Built to Be Replaced

We have rebuilt the harness more times than we have rebuilt anything else we own. Each time it felt like an admission of failure, like we'd gotten the foundation wrong and were finally paying for it. It took a few rounds to see it the other way around. The rebuilds weren't the tax on a bad design. They were the design working.

A harness is never finished, because the thing it wraps keeps changing underneath it. What you throw away each time, and what you refuse to, turns out to be the clearest map you have of what was ever real.

A harness is a pile of assumptions about what the model can't do

Every harness is built around the model's weaknesses on the day you wrote it. The model returns broken structure, so you wrap it in a wall of validation. It forgets the format halfway through, so you re-state the format every turn. It hallucinates a tool's arguments, so you add a guardrail. It runs out of room, so you write a compaction strategy to throw old context away. None of this is wrong. All of it is scaffolding poured against a specific, dated weakness.

Then a better model arrives, and the weakness is gone, and the scaffolding you were proudest of is now the thing standing between you and the upgrade. The validation wall, against a model that returns clean structure, is just a wall. The guardrail starts blocking a capability the model has since learned to handle. The compaction strategy is throwing away context the new model was big enough to use. The crutch outlives the limp, and a crutch nobody needs is just a thing to trip on.

The logic you're proudest of is usually the first thing the next model makes you delete.

The gains came from removing, not adding

The instinct, when an agent is unreliable, is to add. One more check, one more fallback, one more clever layer. For a while we did that, and the harness grew dense and defensive and slow to change.

The rebuilds that actually moved things were the opposite. They were subtractions. We pulled out elaborate, hand-written tool definitions and handed the model a plainer, more general way to act. We tore out coordination machinery and replaced it with a simple, honest handoff. Almost every rebuild that helped, the diff was mostly red. This isn't only our experience; the teams moving fastest in public keep reporting the same shape, their biggest gains coming from deleting structure rather than piling more on. As the model gets stronger, the job stops being "build more scaffolding" and becomes "get out of its way."

Every rebuild that helped, the diff was mostly red.

Some rebuilds you earn at two in the morning

Not every rebuild comes from the model getting smarter.

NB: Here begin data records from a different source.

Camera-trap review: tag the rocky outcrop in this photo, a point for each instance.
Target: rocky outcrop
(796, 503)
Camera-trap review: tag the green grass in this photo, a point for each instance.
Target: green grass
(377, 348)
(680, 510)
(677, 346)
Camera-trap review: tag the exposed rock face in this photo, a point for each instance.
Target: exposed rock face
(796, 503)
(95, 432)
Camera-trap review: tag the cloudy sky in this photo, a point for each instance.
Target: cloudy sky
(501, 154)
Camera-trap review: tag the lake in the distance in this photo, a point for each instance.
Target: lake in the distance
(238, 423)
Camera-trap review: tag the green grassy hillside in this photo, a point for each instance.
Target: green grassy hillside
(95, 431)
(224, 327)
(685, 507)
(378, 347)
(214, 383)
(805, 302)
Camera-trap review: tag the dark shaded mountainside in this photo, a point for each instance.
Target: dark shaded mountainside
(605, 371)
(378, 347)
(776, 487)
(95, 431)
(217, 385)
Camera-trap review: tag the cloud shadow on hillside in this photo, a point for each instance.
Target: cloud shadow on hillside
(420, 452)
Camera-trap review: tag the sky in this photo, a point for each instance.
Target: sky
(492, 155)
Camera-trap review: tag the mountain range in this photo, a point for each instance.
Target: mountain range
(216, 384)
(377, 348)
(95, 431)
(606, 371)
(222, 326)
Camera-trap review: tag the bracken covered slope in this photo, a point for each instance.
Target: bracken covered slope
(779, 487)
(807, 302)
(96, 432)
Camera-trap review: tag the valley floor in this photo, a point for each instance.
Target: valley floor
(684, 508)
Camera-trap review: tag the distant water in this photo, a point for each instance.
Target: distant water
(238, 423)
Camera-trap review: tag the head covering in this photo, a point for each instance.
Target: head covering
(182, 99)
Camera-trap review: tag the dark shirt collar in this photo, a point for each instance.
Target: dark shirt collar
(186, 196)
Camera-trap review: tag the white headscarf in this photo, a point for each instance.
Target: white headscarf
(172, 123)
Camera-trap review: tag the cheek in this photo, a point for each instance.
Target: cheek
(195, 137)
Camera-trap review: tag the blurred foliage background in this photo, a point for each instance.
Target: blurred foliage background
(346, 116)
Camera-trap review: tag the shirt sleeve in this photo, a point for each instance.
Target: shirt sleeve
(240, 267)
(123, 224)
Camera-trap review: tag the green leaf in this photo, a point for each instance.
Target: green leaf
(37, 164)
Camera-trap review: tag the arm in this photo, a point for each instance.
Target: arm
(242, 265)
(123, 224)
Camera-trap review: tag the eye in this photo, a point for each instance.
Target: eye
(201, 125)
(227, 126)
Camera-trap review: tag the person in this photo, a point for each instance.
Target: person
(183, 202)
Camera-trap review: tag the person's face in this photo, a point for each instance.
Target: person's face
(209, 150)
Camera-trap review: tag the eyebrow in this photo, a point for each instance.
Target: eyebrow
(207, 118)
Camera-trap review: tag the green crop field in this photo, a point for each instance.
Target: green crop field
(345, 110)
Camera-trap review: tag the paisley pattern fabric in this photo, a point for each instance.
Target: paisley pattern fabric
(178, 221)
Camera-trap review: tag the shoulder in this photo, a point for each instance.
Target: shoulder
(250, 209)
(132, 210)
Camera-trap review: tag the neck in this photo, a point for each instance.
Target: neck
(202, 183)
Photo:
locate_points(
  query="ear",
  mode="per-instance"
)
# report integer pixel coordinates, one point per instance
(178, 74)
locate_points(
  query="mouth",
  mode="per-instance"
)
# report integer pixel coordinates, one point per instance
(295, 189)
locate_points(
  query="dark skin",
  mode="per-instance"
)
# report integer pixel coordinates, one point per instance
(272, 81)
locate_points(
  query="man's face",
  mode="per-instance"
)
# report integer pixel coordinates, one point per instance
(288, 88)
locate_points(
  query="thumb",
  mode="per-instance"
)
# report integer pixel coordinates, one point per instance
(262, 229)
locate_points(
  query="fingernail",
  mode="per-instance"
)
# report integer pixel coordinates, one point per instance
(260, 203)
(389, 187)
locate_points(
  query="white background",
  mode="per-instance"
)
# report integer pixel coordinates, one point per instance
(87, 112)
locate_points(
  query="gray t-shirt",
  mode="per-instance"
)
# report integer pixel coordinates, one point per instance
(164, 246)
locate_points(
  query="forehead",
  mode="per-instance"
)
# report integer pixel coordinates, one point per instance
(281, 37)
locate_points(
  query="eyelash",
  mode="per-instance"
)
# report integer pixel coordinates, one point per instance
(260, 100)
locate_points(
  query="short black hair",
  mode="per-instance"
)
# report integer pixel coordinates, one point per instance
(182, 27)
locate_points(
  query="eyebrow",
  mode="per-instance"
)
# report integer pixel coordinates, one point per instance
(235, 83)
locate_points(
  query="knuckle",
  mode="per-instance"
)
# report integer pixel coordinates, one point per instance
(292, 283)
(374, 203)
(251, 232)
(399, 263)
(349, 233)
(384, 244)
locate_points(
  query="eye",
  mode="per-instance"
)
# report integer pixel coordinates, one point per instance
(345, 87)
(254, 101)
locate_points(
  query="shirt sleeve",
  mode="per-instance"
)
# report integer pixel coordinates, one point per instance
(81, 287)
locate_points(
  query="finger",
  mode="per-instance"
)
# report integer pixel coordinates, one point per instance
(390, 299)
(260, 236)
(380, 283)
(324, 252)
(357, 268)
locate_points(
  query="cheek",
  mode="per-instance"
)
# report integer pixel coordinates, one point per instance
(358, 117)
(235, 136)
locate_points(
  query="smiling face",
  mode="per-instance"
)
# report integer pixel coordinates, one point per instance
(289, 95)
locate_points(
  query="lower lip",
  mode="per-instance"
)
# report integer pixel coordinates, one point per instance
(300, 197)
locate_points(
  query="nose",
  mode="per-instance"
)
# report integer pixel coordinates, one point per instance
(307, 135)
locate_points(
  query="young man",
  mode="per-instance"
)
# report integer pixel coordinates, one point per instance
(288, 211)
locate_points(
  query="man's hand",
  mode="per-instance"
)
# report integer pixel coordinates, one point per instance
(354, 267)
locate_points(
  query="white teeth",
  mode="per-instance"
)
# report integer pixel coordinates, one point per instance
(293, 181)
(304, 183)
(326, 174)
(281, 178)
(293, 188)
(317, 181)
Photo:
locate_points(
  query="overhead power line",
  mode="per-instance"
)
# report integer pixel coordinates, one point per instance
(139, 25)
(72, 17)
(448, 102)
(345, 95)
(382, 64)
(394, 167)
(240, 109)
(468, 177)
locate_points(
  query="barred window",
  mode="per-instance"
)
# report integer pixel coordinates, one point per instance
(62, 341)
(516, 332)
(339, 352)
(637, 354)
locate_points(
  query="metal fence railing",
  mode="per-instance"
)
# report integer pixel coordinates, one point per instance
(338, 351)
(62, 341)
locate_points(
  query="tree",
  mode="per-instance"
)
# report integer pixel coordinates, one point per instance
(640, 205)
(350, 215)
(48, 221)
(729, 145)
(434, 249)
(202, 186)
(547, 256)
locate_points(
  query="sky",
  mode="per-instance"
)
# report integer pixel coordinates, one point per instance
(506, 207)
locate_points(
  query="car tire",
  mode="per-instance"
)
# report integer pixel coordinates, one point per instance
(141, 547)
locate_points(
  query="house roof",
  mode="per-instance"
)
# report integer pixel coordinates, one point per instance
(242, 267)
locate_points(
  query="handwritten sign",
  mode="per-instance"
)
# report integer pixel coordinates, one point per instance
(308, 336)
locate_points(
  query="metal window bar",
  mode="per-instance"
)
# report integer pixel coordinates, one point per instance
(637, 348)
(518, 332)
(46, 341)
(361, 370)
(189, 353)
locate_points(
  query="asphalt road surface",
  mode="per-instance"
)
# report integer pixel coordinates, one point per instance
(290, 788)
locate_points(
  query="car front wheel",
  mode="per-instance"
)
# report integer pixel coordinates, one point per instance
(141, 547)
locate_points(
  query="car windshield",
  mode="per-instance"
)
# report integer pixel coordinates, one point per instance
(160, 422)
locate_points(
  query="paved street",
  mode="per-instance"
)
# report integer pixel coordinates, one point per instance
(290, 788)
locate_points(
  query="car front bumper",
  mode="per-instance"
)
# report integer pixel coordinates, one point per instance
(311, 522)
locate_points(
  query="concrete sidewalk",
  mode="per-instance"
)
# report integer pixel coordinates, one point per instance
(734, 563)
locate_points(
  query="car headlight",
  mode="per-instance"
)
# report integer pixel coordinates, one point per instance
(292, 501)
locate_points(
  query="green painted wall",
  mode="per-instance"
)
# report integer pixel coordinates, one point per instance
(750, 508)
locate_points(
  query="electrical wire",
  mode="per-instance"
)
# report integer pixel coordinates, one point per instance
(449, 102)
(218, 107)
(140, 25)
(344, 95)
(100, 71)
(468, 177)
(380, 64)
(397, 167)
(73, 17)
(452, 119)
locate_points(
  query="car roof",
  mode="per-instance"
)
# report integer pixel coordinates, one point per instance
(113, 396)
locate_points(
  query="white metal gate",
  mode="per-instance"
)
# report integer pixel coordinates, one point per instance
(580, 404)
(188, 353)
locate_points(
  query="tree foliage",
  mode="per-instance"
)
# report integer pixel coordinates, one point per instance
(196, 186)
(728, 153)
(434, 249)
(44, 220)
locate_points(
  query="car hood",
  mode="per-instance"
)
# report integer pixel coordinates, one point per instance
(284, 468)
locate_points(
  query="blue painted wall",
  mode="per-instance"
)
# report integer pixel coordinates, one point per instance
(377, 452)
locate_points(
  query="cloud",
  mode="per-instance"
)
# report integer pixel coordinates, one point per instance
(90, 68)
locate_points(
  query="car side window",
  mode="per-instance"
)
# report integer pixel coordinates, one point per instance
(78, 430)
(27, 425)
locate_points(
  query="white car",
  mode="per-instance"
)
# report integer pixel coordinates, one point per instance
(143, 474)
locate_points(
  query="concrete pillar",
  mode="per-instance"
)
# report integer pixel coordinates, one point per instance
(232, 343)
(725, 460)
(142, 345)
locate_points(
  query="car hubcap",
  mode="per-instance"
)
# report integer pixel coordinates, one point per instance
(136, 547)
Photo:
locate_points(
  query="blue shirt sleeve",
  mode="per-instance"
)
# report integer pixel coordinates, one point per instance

Some come from a page in the dark.

When a customer fires off three messages in a row, our loop drops its half-written reply and starts over on the combined text. It's a clean idea and it reads beautifully: don't answer the first message when the next two change the question. It worked until the day it didn't. A customer double-messaged in the half-second after the loop had already placed an order. The restart fired, the combined text ran from the top, and it placed the order again. One quick double-message, two orders.

The fix was not a patch on the restart. It was a new thing the whole loop now believes: the moment a tool with a real side effect runs, the turn is committed, and nothing restarts it. That belief didn't exist in the old harness and couldn't be bolted on as a special case. We rebuilt the loop around it. The incident didn't cost us a bug. It bought us a principle.

What survives every rebuild was never about the model

Here is the pattern it took all the rebuilds to notice. Lay the old harness next to the new one and the churn is never spread evenly. The parsing, the prompt gymnastics, the per-turn reminders, the special cases, all of it gets gutted and rewritten. But the spine never moves. The loop. The gates that ask a human before anything irreversible. The memory strategy. The log of what happened and why.

Those parts survive because they were never bets on the model. They're what we learned about the customer, the work, and the cost of being wrong, and none of it expires when the weights do. The half of the harness you keep rebuilding was always the half quietly assuming the model would stay the same. The half you never touch was never about the model at all.

Each rebuild deletes what we assumed about the model. It never touches what we learned about the customer.

Build it to be replaced

So we stopped trying to build the harness that lasts. That was the wrong target, and chasing it only made the scaffolding more elaborate and more expensive to tear out. A harness written this year is a thing of this year. It is fit to today's model, and today's model is temporary, so the harness is temporary too, and pretending otherwise just raises the cost of the rebuild you already know is coming.

The better target is the opposite of permanence. Keep the seams loose. Keep the model-specific cleverness in places you can reach with one hand, so that when the next model lands you can pull the old assumptions out in an afternoon instead of a quarter. The teams that move fastest aren't the ones who guessed the durable architecture on the first try. Nobody guesses that. They're the ones who made the next rebuild cheap, because they were honest that it was coming.

The model arrives finished and is gone in a season. The harness is never finished, and that is the point.